Momos, these Tibetan-style dumplings are stuffed with pork, beef or cabbages and cheese. Traditionally eaten during special occasions, these tasty treats are a Bhutanese favourite.
PhakshaPaa is Pork cooked with spicy red chillis. This dish can also include Radish or Spinach.
|Ema Datshi, considered a top among the traditional Bhutanese dishes, is made out of cheese and perpendicularly sliced red or green chilly. (Photo: blog.thomascook.in)
Ngoc Diep: Sounds very delicious. In 2011, the UN General Assembly passed a resolution urging member nations to follow the example of Bhutan’s Gross National Happiness index, calling happiness a "fundamental human goal”. So what does the Gross National Happiness index mean?

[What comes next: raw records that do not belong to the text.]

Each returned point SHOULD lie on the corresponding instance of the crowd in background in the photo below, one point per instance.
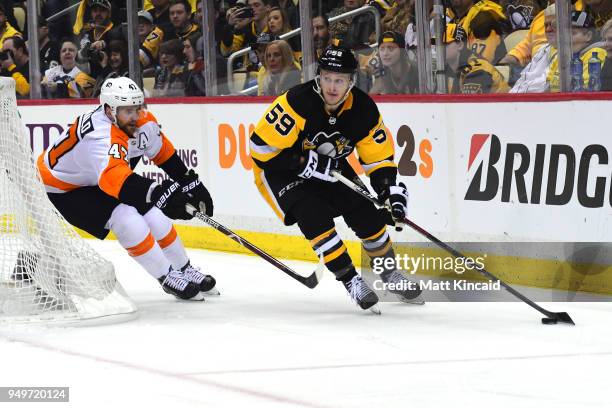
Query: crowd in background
(490, 46)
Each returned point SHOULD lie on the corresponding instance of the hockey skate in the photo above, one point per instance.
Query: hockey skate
(361, 294)
(177, 284)
(206, 283)
(404, 291)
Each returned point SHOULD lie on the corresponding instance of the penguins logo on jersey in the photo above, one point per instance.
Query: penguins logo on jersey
(333, 145)
(143, 140)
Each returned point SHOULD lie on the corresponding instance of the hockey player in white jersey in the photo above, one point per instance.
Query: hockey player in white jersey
(88, 178)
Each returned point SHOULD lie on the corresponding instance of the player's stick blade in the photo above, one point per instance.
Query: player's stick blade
(558, 317)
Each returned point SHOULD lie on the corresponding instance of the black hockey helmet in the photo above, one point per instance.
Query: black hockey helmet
(337, 59)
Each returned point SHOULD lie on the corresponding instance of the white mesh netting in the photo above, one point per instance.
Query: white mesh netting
(47, 271)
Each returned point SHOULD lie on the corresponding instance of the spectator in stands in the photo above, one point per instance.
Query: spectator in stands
(171, 76)
(195, 85)
(8, 6)
(467, 72)
(397, 17)
(48, 48)
(160, 11)
(353, 31)
(6, 29)
(14, 60)
(584, 37)
(241, 29)
(534, 40)
(278, 24)
(320, 34)
(484, 23)
(601, 10)
(260, 46)
(256, 70)
(520, 13)
(606, 73)
(150, 38)
(180, 17)
(282, 72)
(220, 21)
(96, 34)
(533, 77)
(114, 64)
(291, 9)
(67, 80)
(399, 75)
(60, 27)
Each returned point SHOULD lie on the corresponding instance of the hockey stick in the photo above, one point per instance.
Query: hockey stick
(310, 281)
(551, 317)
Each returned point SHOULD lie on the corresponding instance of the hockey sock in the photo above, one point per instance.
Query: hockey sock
(134, 235)
(335, 256)
(379, 246)
(164, 233)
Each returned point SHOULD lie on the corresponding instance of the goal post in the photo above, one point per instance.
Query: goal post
(47, 271)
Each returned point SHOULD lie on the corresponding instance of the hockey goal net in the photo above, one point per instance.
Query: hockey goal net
(47, 271)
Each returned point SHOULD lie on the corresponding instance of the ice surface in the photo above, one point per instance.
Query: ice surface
(269, 341)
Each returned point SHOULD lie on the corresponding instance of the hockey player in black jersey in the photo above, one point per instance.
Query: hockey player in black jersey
(304, 135)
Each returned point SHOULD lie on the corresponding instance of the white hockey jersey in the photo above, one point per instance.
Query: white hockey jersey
(94, 151)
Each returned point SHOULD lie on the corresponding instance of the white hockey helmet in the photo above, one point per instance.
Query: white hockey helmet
(120, 91)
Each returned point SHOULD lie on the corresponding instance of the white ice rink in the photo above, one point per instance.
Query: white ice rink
(268, 341)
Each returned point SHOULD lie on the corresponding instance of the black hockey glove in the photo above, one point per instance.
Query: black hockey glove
(397, 199)
(199, 196)
(318, 166)
(169, 198)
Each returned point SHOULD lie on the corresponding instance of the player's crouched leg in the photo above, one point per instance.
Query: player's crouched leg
(133, 233)
(369, 225)
(378, 247)
(316, 223)
(166, 236)
(206, 283)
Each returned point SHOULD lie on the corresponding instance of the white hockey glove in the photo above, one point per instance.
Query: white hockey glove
(318, 166)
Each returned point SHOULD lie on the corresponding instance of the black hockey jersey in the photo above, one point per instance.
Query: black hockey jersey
(297, 122)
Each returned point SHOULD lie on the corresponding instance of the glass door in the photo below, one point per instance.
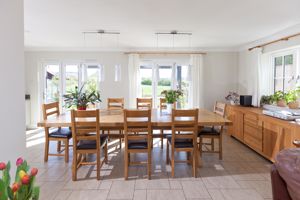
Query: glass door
(52, 83)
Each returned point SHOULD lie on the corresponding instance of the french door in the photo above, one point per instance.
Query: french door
(61, 78)
(156, 77)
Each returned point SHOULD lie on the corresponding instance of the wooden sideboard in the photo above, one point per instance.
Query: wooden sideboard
(264, 134)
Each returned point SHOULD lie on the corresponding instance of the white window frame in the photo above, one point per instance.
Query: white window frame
(296, 61)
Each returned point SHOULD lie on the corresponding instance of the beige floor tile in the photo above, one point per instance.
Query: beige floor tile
(121, 190)
(194, 189)
(140, 195)
(240, 194)
(165, 195)
(220, 182)
(63, 194)
(88, 194)
(264, 188)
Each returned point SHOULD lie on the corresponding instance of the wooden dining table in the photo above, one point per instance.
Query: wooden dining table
(115, 119)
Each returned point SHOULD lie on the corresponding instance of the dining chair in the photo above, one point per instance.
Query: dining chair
(162, 106)
(115, 104)
(138, 137)
(212, 133)
(60, 134)
(144, 103)
(87, 140)
(183, 138)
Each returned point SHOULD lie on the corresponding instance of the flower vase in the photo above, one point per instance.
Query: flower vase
(169, 109)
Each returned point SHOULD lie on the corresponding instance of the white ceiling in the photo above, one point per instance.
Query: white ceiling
(215, 24)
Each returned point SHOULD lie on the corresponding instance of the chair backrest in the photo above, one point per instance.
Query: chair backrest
(85, 125)
(185, 124)
(137, 121)
(115, 103)
(220, 108)
(50, 109)
(144, 103)
(163, 104)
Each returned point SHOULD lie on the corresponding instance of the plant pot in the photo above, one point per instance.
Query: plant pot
(170, 106)
(294, 105)
(281, 103)
(81, 107)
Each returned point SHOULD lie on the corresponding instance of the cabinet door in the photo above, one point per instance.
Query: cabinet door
(239, 126)
(275, 138)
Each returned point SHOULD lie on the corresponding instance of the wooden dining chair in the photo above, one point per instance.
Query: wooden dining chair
(183, 138)
(60, 134)
(144, 103)
(212, 133)
(138, 137)
(87, 140)
(115, 104)
(162, 106)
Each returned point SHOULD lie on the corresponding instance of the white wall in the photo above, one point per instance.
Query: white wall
(220, 70)
(12, 101)
(220, 76)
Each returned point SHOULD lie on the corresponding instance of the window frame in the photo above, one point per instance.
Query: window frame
(295, 54)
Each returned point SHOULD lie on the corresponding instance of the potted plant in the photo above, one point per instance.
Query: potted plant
(23, 187)
(80, 98)
(279, 98)
(291, 98)
(233, 98)
(171, 96)
(266, 100)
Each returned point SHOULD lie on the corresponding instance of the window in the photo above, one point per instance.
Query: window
(285, 72)
(156, 78)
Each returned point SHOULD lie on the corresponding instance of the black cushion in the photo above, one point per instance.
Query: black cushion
(61, 133)
(208, 131)
(180, 142)
(91, 144)
(137, 144)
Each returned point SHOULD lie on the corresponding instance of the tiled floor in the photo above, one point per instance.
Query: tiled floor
(241, 175)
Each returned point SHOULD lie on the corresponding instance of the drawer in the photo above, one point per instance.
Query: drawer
(251, 119)
(254, 132)
(253, 142)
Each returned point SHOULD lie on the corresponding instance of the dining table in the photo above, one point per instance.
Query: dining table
(114, 119)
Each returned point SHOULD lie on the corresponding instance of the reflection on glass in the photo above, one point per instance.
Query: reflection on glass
(52, 83)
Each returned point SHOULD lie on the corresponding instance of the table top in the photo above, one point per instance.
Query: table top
(115, 118)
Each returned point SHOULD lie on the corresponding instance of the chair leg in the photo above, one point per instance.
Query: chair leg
(105, 153)
(74, 166)
(149, 168)
(126, 165)
(167, 154)
(220, 147)
(120, 139)
(173, 162)
(46, 150)
(161, 139)
(66, 150)
(200, 144)
(58, 146)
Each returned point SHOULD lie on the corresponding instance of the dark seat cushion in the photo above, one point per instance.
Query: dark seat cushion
(208, 131)
(61, 133)
(137, 144)
(181, 143)
(91, 144)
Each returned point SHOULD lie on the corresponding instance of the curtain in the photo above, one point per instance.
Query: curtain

Needrup Zangpo: Gross National Happiness (GNH) is the development philosophy of Bhutan, founded by the 4th King of Bhutan, his Majesty Jigme Singye Wangchuck, who said that GNH is more important than GDP, meaning achieving happiness is more important than materialistic growth. GNH envisions holistic development rather than just development. It said that the holistic development should include four pillars: socio-economic development, good governance, conservation of environment, and preservation of cultural and spiritual values. Such development will bring happiness. Economic development alone does not bring happiness, therefore it is limited. So this is briefly about GNH.
Ngoc Diep: Thank you so much, Needrup, for your interesting talk about Bhutan’s unique culture and its development philosophy of Gross National Happiness!